Use Linux system keychain (libsecret) for sensitive plugin credentials

Resolved 💬 3 comments Opened Apr 14, 2026 by bendavis78 Closed May 25, 2026

Feature Request

Plugin credentials marked as "sensitive": true in userConfig are stored in the system keychain on macOS (Keychain) and Windows (Credential Manager), but on Linux they fall back to a plain-text JSON file at ~/.claude/.credentials.json.

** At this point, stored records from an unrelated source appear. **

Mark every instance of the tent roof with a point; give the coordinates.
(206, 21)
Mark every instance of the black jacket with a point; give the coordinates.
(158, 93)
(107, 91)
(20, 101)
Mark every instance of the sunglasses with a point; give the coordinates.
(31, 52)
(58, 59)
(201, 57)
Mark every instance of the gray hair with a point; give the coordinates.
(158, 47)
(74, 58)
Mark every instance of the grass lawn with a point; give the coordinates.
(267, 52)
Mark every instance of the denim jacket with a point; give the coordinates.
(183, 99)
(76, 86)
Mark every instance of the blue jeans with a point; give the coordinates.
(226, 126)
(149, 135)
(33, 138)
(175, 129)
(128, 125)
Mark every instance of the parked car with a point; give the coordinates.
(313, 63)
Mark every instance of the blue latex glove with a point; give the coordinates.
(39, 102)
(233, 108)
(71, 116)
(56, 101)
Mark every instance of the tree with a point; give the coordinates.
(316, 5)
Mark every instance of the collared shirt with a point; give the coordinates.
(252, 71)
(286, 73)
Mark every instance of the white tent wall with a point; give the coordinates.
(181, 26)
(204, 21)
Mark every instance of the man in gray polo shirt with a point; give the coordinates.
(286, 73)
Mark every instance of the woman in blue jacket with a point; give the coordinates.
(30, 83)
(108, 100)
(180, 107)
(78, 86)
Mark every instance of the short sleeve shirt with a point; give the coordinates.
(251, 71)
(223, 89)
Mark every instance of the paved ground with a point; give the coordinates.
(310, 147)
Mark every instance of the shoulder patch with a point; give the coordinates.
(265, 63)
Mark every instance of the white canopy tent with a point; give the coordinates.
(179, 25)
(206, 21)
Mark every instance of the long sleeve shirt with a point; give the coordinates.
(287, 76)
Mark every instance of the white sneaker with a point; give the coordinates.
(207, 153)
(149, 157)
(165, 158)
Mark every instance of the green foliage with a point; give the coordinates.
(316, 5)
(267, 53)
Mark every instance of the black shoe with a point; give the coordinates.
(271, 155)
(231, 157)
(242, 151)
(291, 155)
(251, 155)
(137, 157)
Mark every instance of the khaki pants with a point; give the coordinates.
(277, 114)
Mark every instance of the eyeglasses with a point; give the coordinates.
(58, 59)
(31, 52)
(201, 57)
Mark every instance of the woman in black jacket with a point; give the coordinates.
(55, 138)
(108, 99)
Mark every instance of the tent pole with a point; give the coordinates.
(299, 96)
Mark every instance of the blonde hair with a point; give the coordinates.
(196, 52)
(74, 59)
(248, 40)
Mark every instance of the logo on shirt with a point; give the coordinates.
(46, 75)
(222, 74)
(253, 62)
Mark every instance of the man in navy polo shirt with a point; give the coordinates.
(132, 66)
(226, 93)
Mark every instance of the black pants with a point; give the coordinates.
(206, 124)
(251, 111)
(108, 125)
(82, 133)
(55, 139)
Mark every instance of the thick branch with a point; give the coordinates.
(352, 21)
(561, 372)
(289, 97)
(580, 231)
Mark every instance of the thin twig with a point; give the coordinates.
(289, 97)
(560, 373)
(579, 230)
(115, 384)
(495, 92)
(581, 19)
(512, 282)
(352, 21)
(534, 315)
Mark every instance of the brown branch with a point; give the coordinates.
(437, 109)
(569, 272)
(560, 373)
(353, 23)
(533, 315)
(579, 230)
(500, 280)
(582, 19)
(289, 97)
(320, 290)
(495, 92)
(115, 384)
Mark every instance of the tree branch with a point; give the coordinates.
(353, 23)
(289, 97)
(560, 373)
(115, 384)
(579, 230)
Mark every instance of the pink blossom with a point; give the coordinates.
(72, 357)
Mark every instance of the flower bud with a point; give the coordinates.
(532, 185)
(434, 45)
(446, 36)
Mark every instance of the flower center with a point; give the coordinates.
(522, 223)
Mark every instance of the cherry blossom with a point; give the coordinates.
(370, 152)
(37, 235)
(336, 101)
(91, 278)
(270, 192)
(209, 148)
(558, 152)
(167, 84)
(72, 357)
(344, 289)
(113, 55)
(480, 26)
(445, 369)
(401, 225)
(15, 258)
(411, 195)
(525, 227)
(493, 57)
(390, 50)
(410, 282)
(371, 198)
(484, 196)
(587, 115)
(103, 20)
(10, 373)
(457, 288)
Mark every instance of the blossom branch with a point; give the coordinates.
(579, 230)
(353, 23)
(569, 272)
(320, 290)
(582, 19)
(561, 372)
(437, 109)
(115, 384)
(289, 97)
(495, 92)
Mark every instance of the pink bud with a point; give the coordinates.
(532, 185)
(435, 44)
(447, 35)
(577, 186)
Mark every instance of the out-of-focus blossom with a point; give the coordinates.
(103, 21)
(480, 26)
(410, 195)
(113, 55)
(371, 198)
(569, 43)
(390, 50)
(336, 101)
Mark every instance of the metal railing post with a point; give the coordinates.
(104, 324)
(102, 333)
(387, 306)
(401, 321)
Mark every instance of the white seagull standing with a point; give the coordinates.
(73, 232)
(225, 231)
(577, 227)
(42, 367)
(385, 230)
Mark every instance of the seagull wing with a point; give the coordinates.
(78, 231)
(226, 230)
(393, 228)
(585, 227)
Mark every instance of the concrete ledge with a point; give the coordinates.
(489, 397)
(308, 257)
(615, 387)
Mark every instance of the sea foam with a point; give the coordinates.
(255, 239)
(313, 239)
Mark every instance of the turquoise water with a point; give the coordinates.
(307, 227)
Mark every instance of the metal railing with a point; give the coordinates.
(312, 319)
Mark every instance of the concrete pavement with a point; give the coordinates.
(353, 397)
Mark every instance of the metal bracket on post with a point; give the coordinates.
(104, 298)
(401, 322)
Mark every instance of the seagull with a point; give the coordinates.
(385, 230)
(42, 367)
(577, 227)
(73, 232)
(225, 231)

Linux has a standard keychain API via libsecret (D-Bus Secret Service API), backed by GNOME Keyring, KDE Wallet, or KeePassXC. Most desktop Linux environments have a secret service provider running.

Proposed behavior

  1. Check if a D-Bus secret service is available
  2. If yes, store/retrieve sensitive plugin credentials via libsecret
  3. If no secret service is available, fall back to the current ~/.claude/.credentials.json behavior

Why this matters

  • Desktop Linux developers (GNOME, KDE, etc.) have a working keychain that goes unused
  • Plain-text credential files are a weaker security posture than the keychain-backed storage macOS and Windows users get
  • The O'Reilly plugin ecosystem has multiple plugins requiring auth tokens (Sentry, Cortex, Jira, etc.), so this affects many credentials per developer

Notes

  • The main challenge is Node.js native bindings for libsecret (the old keytar package was deprecated). A lightweight D-Bus client or spawning secret-tool as a subprocess could be alternatives.
  • Headless/container/WSL environments often lack a secret service, so the fallback is still needed.